Pour le retour de la publicité après 20 heures sur France Télévisions, comme souhaité par sa nouvelle présidente Delphine Ernotte c’est non et définitivement non, la ministre ayant « à cœur de ne pas déstabiliser les autres médias, en télévision, radio, ou presse écrite, qui auraient été touchés par ce rétablissement de la publicité en soirée ». TF1 et M6 ont d’ailleurs vu leurs titres grimper en Bourse après cet arbitrage sur la publicité.

S’il n’est plus question d’élargissement de l’assiette depuis le discours de rentrée du président François Hollande, qui a exclu cette option, une augmentation est bien prévue, mais moindre qu’annoncée : un euro contre les 3-4 euros préconisés. Ceci dans un souci de respecter la parole présidentielle promettant qu’il n’y aurait d’augmentation d’impôts en 2016.
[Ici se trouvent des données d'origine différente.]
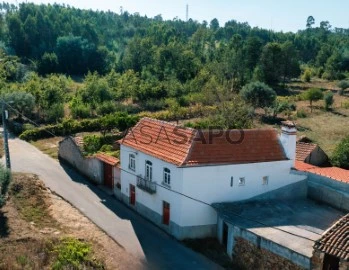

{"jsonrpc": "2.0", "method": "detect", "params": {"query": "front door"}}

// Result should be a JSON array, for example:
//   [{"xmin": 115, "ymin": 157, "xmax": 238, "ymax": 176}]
[
  {"xmin": 130, "ymin": 184, "xmax": 136, "ymax": 205},
  {"xmin": 222, "ymin": 222, "xmax": 229, "ymax": 248},
  {"xmin": 103, "ymin": 163, "xmax": 114, "ymax": 189},
  {"xmin": 162, "ymin": 201, "xmax": 170, "ymax": 225}
]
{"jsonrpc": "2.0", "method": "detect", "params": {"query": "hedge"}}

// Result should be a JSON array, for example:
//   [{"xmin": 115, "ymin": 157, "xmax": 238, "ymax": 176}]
[{"xmin": 19, "ymin": 113, "xmax": 138, "ymax": 141}]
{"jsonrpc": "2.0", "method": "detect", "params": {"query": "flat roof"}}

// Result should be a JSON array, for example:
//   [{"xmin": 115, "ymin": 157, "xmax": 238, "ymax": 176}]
[{"xmin": 213, "ymin": 199, "xmax": 345, "ymax": 258}]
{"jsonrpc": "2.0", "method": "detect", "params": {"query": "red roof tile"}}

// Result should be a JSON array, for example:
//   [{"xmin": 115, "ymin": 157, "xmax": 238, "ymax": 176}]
[
  {"xmin": 314, "ymin": 214, "xmax": 349, "ymax": 261},
  {"xmin": 120, "ymin": 118, "xmax": 287, "ymax": 166},
  {"xmin": 296, "ymin": 142, "xmax": 317, "ymax": 161},
  {"xmin": 295, "ymin": 161, "xmax": 349, "ymax": 183},
  {"xmin": 94, "ymin": 153, "xmax": 120, "ymax": 166}
]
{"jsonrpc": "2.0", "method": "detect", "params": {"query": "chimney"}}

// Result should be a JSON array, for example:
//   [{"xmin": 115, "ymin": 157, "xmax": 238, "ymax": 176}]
[{"xmin": 280, "ymin": 121, "xmax": 297, "ymax": 165}]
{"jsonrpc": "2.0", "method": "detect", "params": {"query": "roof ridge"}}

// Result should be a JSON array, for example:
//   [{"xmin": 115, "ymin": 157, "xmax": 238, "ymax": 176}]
[{"xmin": 138, "ymin": 116, "xmax": 196, "ymax": 130}]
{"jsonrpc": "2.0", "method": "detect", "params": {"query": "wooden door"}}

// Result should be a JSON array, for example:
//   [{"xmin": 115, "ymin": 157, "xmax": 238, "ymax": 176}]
[
  {"xmin": 162, "ymin": 201, "xmax": 170, "ymax": 225},
  {"xmin": 130, "ymin": 184, "xmax": 136, "ymax": 205},
  {"xmin": 103, "ymin": 163, "xmax": 114, "ymax": 189},
  {"xmin": 222, "ymin": 222, "xmax": 229, "ymax": 248}
]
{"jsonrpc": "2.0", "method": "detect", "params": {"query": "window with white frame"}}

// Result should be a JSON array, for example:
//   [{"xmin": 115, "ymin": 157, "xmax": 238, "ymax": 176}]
[
  {"xmin": 128, "ymin": 154, "xmax": 136, "ymax": 171},
  {"xmin": 263, "ymin": 176, "xmax": 269, "ymax": 185},
  {"xmin": 239, "ymin": 177, "xmax": 245, "ymax": 186},
  {"xmin": 145, "ymin": 160, "xmax": 153, "ymax": 181},
  {"xmin": 164, "ymin": 168, "xmax": 171, "ymax": 186}
]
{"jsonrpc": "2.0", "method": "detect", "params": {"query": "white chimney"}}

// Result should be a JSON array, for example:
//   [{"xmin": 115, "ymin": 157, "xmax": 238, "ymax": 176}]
[{"xmin": 280, "ymin": 121, "xmax": 297, "ymax": 165}]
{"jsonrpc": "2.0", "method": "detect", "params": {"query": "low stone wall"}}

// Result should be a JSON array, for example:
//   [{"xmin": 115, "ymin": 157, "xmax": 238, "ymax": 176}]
[
  {"xmin": 233, "ymin": 237, "xmax": 304, "ymax": 270},
  {"xmin": 308, "ymin": 173, "xmax": 349, "ymax": 211}
]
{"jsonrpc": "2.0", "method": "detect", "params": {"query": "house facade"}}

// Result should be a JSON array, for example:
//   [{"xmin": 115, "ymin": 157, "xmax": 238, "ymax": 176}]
[{"xmin": 120, "ymin": 118, "xmax": 306, "ymax": 239}]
« Une solution aurait été d’augmenter la redevance de 4 euros : nous nous y refusons. Une telle décision aurait été incohérente, la politique du gouvernement visant, au contraire, à baisser les prélèvements. […] J’ai proposé que la redevance reste limitée à l’inflation, conformément à la loi. La hausse sera donc contenue à 1 euro seulement en 2016 », explique ainsi Fleur Pellerin.

Le coût de la redevance télé passera donc de 136 euros actuellement à 137 euros en 2016.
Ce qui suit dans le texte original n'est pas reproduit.